Les serviteurs revinrent sur Terre, oublièrent les Iroquois, et s'empressèrent auprès de leur maître avec dévouement. Rafraîchi, pansé tant bien que mal par le maître d'hôtel, ayant absorbé un bouillon que le cuisinier et le marmiton s'empressèrent de lui réchauffer après avoir rallumé les feux, Vivonne se sentit mieux et très fatigué. Le secrétaire le quitta en lui assurant qu'il pouvait dormir en paix. Le danger était passé. Mais dans la nuit, il fut en proie à d'horribles cauchemars. Un râle rauque de bête envahit ses rêves, le terrifiant jusqu'à la moelle. En vain se bouchait-il les oreilles et, se croyant éveillé, le même hurlement ne cessait de le hanter, lui tordant les entrailles de peur. Et quand il se rendormait il voyait au sein de ce charivari infernal ramper vers lui des monstres et, soudain, il pensa aux sorcières et au poison et il comprit, ruisselant de sueur, qu'il était mort et se trouvait en enfer pour tous les crimes qu'il avait commis.

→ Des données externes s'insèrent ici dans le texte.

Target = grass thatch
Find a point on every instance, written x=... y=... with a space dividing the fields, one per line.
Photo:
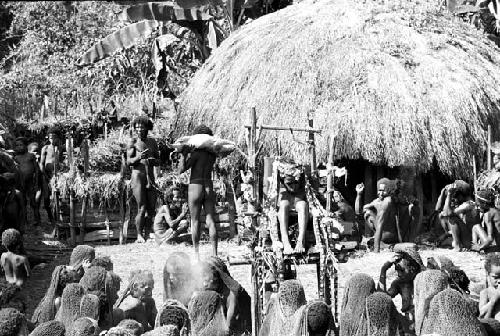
x=396 y=82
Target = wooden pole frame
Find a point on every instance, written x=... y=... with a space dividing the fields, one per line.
x=253 y=152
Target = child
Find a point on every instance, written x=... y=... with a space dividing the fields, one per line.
x=28 y=167
x=137 y=301
x=171 y=219
x=488 y=298
x=408 y=264
x=15 y=266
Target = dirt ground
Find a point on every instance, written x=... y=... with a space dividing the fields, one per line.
x=150 y=256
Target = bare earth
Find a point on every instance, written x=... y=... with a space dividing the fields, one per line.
x=150 y=256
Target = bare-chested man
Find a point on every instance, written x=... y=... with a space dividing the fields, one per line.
x=384 y=212
x=143 y=156
x=49 y=162
x=28 y=167
x=201 y=190
x=486 y=235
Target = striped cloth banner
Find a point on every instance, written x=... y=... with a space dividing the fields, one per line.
x=164 y=12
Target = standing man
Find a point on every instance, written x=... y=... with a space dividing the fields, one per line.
x=201 y=190
x=383 y=210
x=49 y=164
x=142 y=156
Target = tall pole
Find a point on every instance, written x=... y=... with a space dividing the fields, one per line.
x=312 y=147
x=489 y=164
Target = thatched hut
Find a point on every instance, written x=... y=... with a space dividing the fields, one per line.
x=397 y=83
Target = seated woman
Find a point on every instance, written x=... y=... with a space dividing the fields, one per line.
x=281 y=309
x=178 y=279
x=292 y=193
x=49 y=305
x=172 y=312
x=314 y=319
x=352 y=312
x=238 y=311
x=206 y=312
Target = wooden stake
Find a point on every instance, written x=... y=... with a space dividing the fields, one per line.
x=489 y=164
x=312 y=147
x=474 y=170
x=329 y=180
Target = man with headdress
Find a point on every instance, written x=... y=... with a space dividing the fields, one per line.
x=380 y=214
x=486 y=235
x=142 y=156
x=201 y=192
x=216 y=277
x=458 y=214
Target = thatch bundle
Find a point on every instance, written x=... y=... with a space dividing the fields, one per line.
x=395 y=82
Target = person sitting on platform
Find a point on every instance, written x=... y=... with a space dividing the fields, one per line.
x=380 y=214
x=171 y=219
x=237 y=302
x=137 y=301
x=486 y=236
x=458 y=214
x=292 y=192
x=15 y=266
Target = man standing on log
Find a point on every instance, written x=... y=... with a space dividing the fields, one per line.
x=201 y=190
x=142 y=156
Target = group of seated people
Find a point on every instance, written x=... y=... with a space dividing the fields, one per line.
x=435 y=299
x=82 y=298
x=394 y=215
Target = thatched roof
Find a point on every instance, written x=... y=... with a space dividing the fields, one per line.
x=396 y=82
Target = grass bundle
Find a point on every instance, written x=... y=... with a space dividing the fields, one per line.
x=396 y=83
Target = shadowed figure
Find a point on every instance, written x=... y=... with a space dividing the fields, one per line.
x=352 y=314
x=207 y=314
x=382 y=316
x=314 y=319
x=450 y=314
x=427 y=284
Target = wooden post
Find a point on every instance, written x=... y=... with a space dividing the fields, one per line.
x=312 y=148
x=474 y=170
x=369 y=194
x=268 y=172
x=69 y=152
x=329 y=180
x=420 y=196
x=85 y=154
x=489 y=164
x=230 y=197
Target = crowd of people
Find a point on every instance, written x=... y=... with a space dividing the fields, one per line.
x=82 y=297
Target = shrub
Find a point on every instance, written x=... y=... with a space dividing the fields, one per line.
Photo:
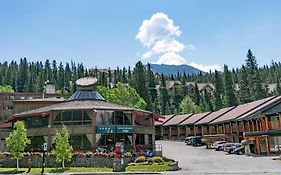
x=157 y=159
x=89 y=154
x=140 y=159
x=150 y=160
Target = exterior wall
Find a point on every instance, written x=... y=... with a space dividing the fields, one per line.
x=7 y=162
x=6 y=105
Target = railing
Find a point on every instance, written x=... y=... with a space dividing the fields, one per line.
x=227 y=130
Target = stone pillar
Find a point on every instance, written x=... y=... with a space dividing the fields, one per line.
x=94 y=140
x=231 y=129
x=253 y=125
x=237 y=127
x=279 y=120
x=266 y=123
x=170 y=132
x=267 y=145
x=257 y=145
x=178 y=128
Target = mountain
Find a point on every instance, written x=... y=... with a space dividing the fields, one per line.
x=174 y=69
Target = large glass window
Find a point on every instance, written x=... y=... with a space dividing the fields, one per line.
x=77 y=117
x=144 y=120
x=36 y=122
x=113 y=118
x=81 y=141
x=108 y=140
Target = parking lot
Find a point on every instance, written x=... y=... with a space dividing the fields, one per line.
x=198 y=160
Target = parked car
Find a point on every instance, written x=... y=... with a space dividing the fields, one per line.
x=229 y=147
x=188 y=140
x=196 y=141
x=158 y=137
x=239 y=150
x=218 y=145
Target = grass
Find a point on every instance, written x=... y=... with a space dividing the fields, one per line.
x=150 y=168
x=53 y=170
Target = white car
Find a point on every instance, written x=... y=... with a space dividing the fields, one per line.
x=218 y=145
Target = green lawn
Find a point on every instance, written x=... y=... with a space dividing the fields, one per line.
x=150 y=168
x=54 y=170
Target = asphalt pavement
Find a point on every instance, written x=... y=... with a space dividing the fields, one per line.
x=199 y=160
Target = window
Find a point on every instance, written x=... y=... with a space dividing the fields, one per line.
x=77 y=117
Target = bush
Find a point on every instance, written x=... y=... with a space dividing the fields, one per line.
x=150 y=160
x=128 y=154
x=89 y=154
x=157 y=159
x=140 y=159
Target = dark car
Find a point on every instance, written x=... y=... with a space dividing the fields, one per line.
x=240 y=150
x=188 y=140
x=196 y=141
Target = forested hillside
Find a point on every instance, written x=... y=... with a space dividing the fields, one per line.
x=163 y=94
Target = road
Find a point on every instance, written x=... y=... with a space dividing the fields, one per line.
x=198 y=160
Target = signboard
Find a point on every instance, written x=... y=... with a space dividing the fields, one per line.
x=114 y=129
x=45 y=147
x=122 y=148
x=105 y=129
x=124 y=129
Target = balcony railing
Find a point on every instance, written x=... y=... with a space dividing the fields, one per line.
x=274 y=125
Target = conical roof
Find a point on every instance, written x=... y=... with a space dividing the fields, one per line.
x=86 y=90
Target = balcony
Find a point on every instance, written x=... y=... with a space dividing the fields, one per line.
x=274 y=125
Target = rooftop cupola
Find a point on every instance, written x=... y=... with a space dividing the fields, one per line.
x=86 y=90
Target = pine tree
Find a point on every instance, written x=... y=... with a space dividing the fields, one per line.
x=218 y=91
x=196 y=95
x=17 y=141
x=230 y=97
x=257 y=89
x=163 y=96
x=244 y=89
x=140 y=83
x=63 y=149
x=151 y=84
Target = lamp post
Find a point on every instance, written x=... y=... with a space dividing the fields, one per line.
x=45 y=148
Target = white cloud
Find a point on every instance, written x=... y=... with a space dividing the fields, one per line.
x=206 y=68
x=171 y=58
x=189 y=47
x=158 y=27
x=164 y=46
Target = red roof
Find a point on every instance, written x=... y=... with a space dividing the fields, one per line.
x=213 y=116
x=177 y=119
x=166 y=119
x=261 y=108
x=195 y=118
x=241 y=110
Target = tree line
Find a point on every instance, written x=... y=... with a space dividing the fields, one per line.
x=232 y=87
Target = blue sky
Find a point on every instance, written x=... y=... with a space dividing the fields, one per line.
x=104 y=33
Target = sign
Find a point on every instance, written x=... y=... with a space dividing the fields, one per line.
x=122 y=148
x=121 y=129
x=45 y=147
x=105 y=129
x=124 y=129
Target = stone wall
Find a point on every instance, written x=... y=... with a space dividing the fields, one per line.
x=7 y=162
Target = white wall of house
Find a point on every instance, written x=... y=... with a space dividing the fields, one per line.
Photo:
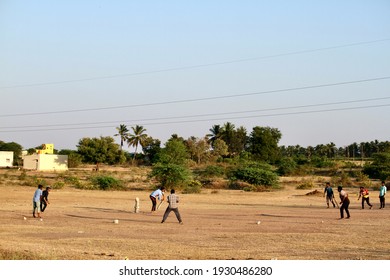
x=6 y=159
x=46 y=162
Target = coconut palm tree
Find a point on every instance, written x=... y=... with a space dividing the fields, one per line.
x=123 y=132
x=136 y=138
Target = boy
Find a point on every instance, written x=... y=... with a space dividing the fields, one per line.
x=37 y=201
x=173 y=201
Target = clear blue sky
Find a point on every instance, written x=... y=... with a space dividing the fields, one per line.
x=180 y=67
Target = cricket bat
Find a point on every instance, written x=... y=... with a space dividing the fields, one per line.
x=158 y=206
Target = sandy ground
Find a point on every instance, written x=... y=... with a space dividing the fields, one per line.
x=218 y=225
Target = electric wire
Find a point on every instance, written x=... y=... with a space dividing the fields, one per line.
x=194 y=66
x=202 y=99
x=199 y=115
x=203 y=120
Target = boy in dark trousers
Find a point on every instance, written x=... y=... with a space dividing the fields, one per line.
x=173 y=201
x=45 y=199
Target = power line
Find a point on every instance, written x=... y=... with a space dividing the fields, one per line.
x=194 y=66
x=202 y=99
x=199 y=115
x=214 y=119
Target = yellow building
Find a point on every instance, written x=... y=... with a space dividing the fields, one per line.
x=46 y=149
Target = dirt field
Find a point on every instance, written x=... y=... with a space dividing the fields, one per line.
x=218 y=225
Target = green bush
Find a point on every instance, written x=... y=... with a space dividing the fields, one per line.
x=106 y=183
x=213 y=171
x=322 y=162
x=380 y=167
x=193 y=187
x=306 y=185
x=171 y=175
x=257 y=174
x=287 y=166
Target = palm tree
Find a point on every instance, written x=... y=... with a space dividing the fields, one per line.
x=136 y=138
x=227 y=135
x=123 y=132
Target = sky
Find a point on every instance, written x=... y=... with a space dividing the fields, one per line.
x=319 y=71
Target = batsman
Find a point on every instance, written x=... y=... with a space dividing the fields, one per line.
x=328 y=191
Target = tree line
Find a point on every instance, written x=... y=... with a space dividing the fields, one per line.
x=259 y=149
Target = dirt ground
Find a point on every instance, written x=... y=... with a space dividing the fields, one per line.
x=218 y=225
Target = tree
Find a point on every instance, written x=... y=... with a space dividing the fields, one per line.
x=216 y=132
x=380 y=167
x=198 y=149
x=123 y=132
x=99 y=150
x=220 y=149
x=175 y=151
x=74 y=159
x=239 y=140
x=151 y=148
x=227 y=135
x=263 y=143
x=171 y=170
x=136 y=138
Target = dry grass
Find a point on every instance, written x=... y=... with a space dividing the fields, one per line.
x=218 y=225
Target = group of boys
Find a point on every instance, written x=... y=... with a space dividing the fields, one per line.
x=344 y=200
x=40 y=201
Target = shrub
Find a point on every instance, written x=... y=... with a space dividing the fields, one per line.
x=380 y=167
x=193 y=187
x=306 y=185
x=257 y=174
x=214 y=171
x=287 y=166
x=171 y=175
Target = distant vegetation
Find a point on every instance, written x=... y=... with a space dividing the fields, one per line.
x=227 y=157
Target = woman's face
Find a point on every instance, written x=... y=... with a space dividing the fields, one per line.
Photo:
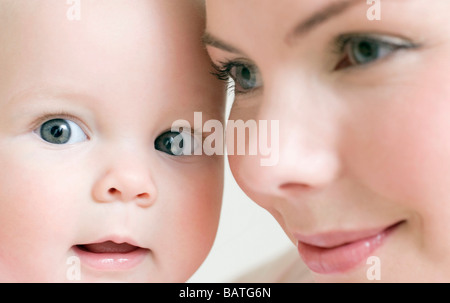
x=364 y=141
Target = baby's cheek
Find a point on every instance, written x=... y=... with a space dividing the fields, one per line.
x=35 y=211
x=189 y=229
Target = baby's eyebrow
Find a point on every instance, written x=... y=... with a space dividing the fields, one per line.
x=30 y=94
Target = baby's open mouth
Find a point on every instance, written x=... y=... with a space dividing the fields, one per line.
x=108 y=247
x=109 y=255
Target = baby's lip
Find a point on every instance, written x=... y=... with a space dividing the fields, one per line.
x=110 y=247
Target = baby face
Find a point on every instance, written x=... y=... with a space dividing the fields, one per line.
x=91 y=188
x=364 y=142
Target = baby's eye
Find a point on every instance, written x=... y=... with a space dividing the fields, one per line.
x=246 y=76
x=177 y=143
x=61 y=131
x=360 y=50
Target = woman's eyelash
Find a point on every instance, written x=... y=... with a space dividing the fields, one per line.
x=223 y=73
x=342 y=41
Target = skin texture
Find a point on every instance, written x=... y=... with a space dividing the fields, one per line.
x=361 y=147
x=123 y=73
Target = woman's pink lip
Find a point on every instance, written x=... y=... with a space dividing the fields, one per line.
x=110 y=261
x=338 y=252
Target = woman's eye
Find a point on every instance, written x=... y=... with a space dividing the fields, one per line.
x=364 y=50
x=246 y=77
x=176 y=143
x=61 y=131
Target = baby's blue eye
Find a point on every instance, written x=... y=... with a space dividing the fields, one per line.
x=61 y=131
x=176 y=143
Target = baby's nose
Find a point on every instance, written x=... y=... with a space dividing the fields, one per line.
x=126 y=184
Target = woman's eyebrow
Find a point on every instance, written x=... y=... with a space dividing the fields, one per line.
x=209 y=39
x=323 y=15
x=334 y=9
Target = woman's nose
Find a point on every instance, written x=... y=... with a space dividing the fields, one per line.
x=126 y=180
x=306 y=141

Au matin, ouvrant un œil atone sur une aube grise et glacée, il fut long à se persuader qu'il était encore en vie et que les formes inquiétantes et bossues qui l'entouraient ne dissimulaient que les fauteuils, tables ou consoles de son salon-bibliothèque où l'on avait dressé son lit et non pas quelque recoin de l'antichambre de Lucifer. Prolongement du cauchemar cependant, sa demeure était à nouveau irrémédiablement silencieuse, froide et déserte, ses appels vains, sa solitude complète, son abandon intolérable, mais les songes absurdes continuaient de lui coller à la peau, bien qu'il s'évertuât de reprendre pied dans la réalité. Le marmiton surgissait à son chevet. Les yeux exorbités, il lui chuchotait que toute la nuit l'armée iroquoise avait défilé sous Québec en poussant des hurlements affreux, qu'ils avaient failli tous périr et que Mme de Peyrac avait encore sauvé la ville.

Le duc de Vivonne referma les yeux. Ce délire annonçait sa fin. En homme des champs de bataille qui a vu mourir bien des braves, il fit un effort pour flairer ses blessures, persuadé que l'odeur nauséabonde qui s'en dégageait appuierait son diagnostic de la terrible gangrène, génératrice de fièvre élevée et des fantasmes qu'elle suscite. Il fut étonné de ne rien déceler de semblable et de se sentir plus ingambe. Sans difficulté, il s'assit au bord de son lit et comprit qu'il allait mieux et que ses plaies étaient en bonne voie de guérison. Le gâte-sauce, affirmant sa présence réelle en lui apportant un bol de bouillon, le confirma dans l'impression que la vie continuait et que le plus dur était passé.